BF: History is always growing. As our present becomes history. When I consider Louis Armstrong’s music I think of the preservation of legacy in the broader cultural sense and personal memories that tie us to spaces, to people. The idea of how space changes over time, but there are crystallized moments that will endure. Sometimes it’s in a song that was playing or a memory on a specific block or it’s your best friend saying “sit and dream with me.” Some things just live forever inside you.
BVS: I wanted our readers to see the Romare Bearden collage that your ekphrastic poem, “Watching the Good Trains Go By” references: What called you to this work? What spoke to you about it?
BF: This was born out of a prompt from the last year of my Cave Canem fellowship. Toi Dericotte had us sitting around a desk, each randomly picking a postcard. Each postcard, a different piece of art. We were to use the artwork on the postcard as our inspiration/prompt and mail the final product to Toi.
I was only vaguely familiar with Romare Bearden’s work when I picked the postcard, but I was immediately drawn to the guitar and the expressions on each face. Almost resigned. Wanting, still. I tried to write for weeks and nothing came. I carried the postcard with me for years, switching it from journal to journal.
It took me 6 years to return to the postcard in a meaningful way. I stared, thinking about the transcendence of some elders. I thought of riding the MTA in New York. The quotidian and small miracles from different angles. The impermanence of the vessel. The repetition of routes.

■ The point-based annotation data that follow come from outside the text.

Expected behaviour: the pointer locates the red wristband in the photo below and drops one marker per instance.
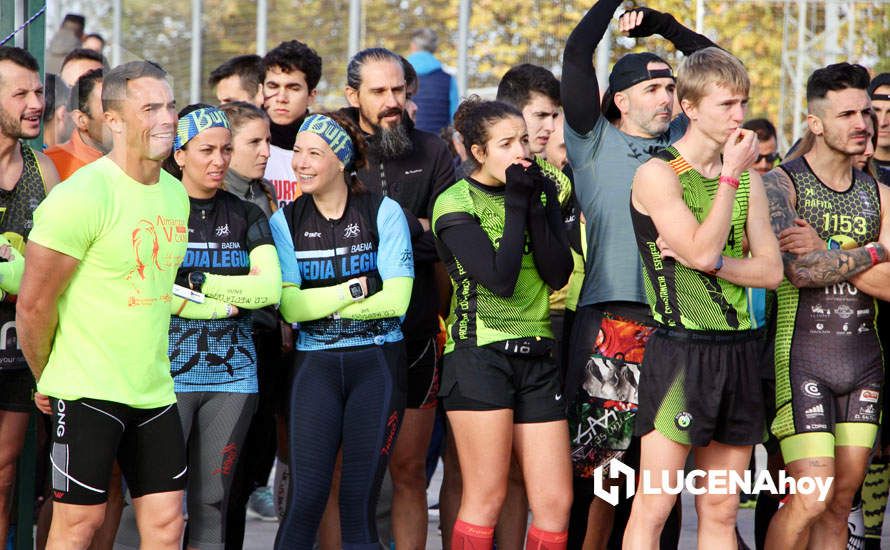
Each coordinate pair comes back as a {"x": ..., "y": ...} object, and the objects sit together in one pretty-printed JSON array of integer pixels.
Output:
[
  {"x": 732, "y": 182},
  {"x": 875, "y": 259}
]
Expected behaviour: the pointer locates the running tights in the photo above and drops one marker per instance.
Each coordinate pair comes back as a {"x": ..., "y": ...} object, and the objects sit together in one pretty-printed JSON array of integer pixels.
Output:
[{"x": 355, "y": 398}]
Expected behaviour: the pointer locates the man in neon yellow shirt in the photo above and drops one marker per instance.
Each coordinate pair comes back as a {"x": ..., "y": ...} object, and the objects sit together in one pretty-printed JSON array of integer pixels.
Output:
[{"x": 101, "y": 264}]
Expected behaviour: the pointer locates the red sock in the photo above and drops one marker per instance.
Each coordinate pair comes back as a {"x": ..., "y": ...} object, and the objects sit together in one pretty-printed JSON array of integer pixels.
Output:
[
  {"x": 546, "y": 540},
  {"x": 471, "y": 537}
]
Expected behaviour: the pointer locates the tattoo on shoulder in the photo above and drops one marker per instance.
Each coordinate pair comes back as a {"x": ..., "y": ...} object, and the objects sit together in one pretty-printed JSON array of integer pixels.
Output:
[
  {"x": 816, "y": 269},
  {"x": 777, "y": 186}
]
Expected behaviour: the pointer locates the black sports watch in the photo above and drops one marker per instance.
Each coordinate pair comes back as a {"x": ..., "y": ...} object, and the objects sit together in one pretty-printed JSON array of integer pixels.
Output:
[
  {"x": 355, "y": 290},
  {"x": 196, "y": 280}
]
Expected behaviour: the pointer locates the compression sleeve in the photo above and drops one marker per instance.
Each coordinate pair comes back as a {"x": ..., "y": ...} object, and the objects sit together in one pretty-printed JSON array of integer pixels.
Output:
[
  {"x": 11, "y": 271},
  {"x": 298, "y": 305},
  {"x": 580, "y": 89},
  {"x": 260, "y": 288},
  {"x": 550, "y": 245},
  {"x": 498, "y": 270},
  {"x": 395, "y": 263},
  {"x": 210, "y": 309},
  {"x": 392, "y": 301},
  {"x": 656, "y": 22}
]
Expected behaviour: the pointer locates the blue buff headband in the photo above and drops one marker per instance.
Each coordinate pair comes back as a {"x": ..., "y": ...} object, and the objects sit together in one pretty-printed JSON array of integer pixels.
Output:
[
  {"x": 333, "y": 134},
  {"x": 196, "y": 122}
]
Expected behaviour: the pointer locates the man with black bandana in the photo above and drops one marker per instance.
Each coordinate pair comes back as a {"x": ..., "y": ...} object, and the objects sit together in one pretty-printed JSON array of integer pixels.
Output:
[
  {"x": 605, "y": 146},
  {"x": 292, "y": 71},
  {"x": 409, "y": 166}
]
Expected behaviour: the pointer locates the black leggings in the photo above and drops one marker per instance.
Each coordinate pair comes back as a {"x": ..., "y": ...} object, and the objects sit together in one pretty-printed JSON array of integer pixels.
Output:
[{"x": 356, "y": 398}]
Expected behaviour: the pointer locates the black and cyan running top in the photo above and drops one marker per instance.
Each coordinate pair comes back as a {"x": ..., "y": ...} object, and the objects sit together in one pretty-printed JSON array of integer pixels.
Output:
[
  {"x": 370, "y": 239},
  {"x": 228, "y": 240}
]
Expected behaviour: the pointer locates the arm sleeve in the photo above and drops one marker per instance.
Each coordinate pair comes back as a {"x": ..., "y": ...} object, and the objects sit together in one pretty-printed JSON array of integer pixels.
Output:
[
  {"x": 260, "y": 288},
  {"x": 395, "y": 264},
  {"x": 392, "y": 301},
  {"x": 684, "y": 39},
  {"x": 298, "y": 305},
  {"x": 11, "y": 271},
  {"x": 550, "y": 245},
  {"x": 69, "y": 218},
  {"x": 580, "y": 89},
  {"x": 498, "y": 270},
  {"x": 210, "y": 309}
]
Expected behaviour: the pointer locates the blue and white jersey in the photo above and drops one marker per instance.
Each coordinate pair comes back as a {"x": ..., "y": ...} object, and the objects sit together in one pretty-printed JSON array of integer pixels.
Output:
[{"x": 371, "y": 239}]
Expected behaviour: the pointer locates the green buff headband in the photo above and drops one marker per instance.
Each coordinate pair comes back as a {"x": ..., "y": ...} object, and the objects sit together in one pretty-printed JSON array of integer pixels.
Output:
[
  {"x": 196, "y": 122},
  {"x": 334, "y": 135}
]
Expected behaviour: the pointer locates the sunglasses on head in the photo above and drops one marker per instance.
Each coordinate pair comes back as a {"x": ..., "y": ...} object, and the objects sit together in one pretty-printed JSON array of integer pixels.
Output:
[{"x": 770, "y": 158}]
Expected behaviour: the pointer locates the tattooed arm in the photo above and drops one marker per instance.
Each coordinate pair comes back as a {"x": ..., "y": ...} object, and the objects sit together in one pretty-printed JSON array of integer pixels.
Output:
[
  {"x": 876, "y": 281},
  {"x": 819, "y": 268}
]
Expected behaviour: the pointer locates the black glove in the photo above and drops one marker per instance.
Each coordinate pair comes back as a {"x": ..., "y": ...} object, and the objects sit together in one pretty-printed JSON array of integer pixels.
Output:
[
  {"x": 521, "y": 180},
  {"x": 654, "y": 22}
]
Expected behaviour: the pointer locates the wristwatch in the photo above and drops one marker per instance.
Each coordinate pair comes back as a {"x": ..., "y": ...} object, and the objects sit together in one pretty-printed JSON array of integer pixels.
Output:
[
  {"x": 355, "y": 290},
  {"x": 196, "y": 280}
]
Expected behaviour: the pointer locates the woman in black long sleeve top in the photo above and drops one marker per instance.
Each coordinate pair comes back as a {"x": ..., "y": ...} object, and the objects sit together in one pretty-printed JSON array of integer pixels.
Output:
[{"x": 501, "y": 237}]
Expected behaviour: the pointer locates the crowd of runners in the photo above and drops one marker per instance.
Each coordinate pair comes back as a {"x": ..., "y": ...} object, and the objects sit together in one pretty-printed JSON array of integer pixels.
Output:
[{"x": 554, "y": 291}]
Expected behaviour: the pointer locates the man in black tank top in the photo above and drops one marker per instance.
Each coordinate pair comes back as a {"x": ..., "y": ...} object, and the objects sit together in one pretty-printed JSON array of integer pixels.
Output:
[
  {"x": 25, "y": 177},
  {"x": 829, "y": 365}
]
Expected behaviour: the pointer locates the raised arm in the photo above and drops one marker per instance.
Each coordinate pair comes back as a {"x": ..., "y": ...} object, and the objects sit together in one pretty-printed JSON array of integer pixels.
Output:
[
  {"x": 656, "y": 22},
  {"x": 821, "y": 267},
  {"x": 580, "y": 90}
]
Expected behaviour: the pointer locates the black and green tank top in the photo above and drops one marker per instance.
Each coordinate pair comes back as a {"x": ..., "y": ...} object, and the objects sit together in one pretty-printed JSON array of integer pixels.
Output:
[
  {"x": 833, "y": 325},
  {"x": 16, "y": 219},
  {"x": 680, "y": 296},
  {"x": 478, "y": 316}
]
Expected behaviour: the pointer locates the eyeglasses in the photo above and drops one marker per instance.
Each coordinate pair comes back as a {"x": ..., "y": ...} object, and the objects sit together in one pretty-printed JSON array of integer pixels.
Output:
[{"x": 770, "y": 158}]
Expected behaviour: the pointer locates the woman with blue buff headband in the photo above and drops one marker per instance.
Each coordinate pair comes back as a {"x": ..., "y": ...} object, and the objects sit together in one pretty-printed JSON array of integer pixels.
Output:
[
  {"x": 230, "y": 268},
  {"x": 347, "y": 271}
]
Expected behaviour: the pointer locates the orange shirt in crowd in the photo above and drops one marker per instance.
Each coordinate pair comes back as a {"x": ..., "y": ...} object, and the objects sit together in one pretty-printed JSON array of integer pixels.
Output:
[{"x": 72, "y": 155}]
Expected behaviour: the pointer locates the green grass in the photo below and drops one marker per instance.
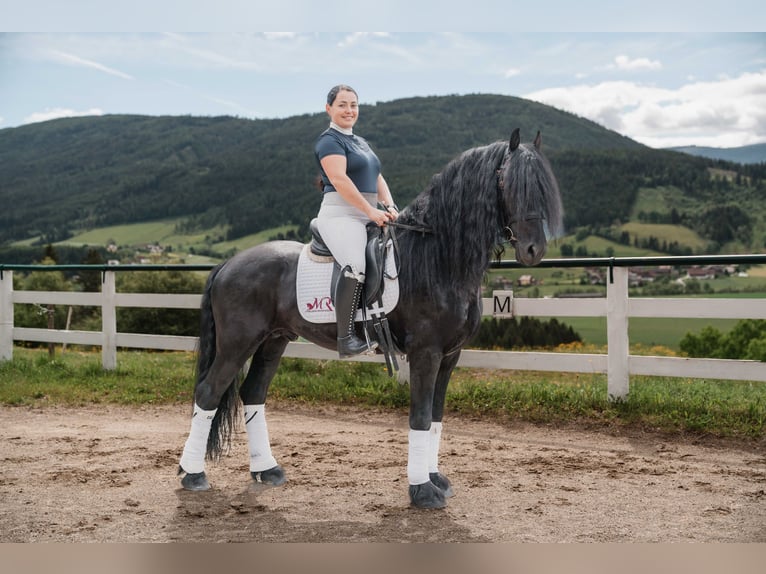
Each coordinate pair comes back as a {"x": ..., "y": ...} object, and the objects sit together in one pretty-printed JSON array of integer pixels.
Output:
[
  {"x": 735, "y": 410},
  {"x": 163, "y": 232},
  {"x": 666, "y": 232},
  {"x": 646, "y": 331}
]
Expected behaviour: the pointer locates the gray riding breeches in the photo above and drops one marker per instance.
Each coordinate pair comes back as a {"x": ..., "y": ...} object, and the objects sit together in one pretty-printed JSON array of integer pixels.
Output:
[{"x": 343, "y": 229}]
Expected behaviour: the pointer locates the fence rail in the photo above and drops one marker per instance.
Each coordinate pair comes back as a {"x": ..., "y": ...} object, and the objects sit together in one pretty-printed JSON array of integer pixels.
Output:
[{"x": 617, "y": 307}]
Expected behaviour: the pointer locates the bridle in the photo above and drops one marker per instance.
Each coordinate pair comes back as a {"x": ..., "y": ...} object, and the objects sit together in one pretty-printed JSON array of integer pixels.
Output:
[{"x": 510, "y": 235}]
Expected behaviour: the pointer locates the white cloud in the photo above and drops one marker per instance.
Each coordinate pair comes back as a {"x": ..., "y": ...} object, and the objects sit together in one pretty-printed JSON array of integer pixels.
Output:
[
  {"x": 723, "y": 113},
  {"x": 356, "y": 37},
  {"x": 56, "y": 113},
  {"x": 77, "y": 61},
  {"x": 623, "y": 62}
]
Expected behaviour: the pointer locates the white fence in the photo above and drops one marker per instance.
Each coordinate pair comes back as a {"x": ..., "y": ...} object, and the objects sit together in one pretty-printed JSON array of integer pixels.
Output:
[{"x": 617, "y": 307}]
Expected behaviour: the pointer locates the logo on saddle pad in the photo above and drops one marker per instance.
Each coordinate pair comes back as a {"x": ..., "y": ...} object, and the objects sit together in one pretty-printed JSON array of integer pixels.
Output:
[
  {"x": 312, "y": 288},
  {"x": 320, "y": 304}
]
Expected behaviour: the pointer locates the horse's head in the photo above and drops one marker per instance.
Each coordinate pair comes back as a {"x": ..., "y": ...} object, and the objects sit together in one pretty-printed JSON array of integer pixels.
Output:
[{"x": 531, "y": 204}]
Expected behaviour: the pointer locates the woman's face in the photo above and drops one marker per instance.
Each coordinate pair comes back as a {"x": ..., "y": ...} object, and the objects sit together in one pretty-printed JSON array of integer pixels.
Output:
[{"x": 344, "y": 111}]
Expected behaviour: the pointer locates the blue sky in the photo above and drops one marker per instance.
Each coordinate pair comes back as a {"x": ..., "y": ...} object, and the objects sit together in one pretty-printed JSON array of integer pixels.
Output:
[{"x": 660, "y": 88}]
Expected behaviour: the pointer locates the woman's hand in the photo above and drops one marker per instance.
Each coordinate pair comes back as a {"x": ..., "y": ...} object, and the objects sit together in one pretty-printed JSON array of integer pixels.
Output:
[{"x": 381, "y": 217}]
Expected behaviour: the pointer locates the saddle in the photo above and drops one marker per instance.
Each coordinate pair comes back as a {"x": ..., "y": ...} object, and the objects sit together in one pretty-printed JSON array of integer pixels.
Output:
[{"x": 379, "y": 241}]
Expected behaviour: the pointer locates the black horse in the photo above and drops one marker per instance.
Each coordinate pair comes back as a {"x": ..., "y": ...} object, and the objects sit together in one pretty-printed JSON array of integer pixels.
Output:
[{"x": 487, "y": 195}]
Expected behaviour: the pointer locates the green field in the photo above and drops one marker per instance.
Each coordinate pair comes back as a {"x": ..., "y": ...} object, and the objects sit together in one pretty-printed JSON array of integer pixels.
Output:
[
  {"x": 164, "y": 232},
  {"x": 709, "y": 408},
  {"x": 646, "y": 332}
]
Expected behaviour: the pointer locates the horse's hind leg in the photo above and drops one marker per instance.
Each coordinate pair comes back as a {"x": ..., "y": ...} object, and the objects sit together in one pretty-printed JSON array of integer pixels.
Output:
[
  {"x": 263, "y": 466},
  {"x": 209, "y": 415}
]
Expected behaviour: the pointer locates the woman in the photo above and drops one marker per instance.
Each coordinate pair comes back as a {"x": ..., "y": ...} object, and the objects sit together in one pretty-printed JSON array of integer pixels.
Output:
[{"x": 353, "y": 186}]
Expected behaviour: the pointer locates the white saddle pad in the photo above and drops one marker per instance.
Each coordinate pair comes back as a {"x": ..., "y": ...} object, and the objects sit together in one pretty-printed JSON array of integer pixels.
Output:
[{"x": 312, "y": 288}]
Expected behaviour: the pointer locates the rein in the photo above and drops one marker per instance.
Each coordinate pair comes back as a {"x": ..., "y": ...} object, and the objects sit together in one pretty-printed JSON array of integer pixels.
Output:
[{"x": 422, "y": 229}]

I’m struck by the thought of all we leave and all that awaits us. Each person, their own possibility.
BVS: These are wild and trying times. What art (literature, music, film etc.) are you turning to to find joy, levity, or light?
BF: Stevie Wonder, Black Thought, TV on the Radio, Bill Withers, Brittany Howard, Neil Young, Run the Jewels, Khruangbin, Fiona Apple, Anderson. Paak. I’ve spent time running through their respective catalogues this year.
Bisa Butler has been a visual artist whose work has been inspiring me all year.
I’ve been reading Natalie Diaz, Dean Young and Ross Gay pretty obsessively this year. I really enjoyed Educated by Tara Westover and Natasha Tretheway’s Memorial Drive.
Most of my Joy has been watching my toddler experience music from the Sesame Street archives. There aren’t enough versions of I Don’t Want to Live on the Moon for me.
Brian Francis is a Cave Canem fellow from New York City. He has a BA in Creative Nonfiction from the University of Pittsburgh and an MFA in Poetry from NYU. His work has appeared in The Cortland Review, Tupelo Quarterly, Vinyl Poetry, Kweli Journal, No, Dear, Pittsburgh Poetry Review. He teaches Middle School and lives in Harlem.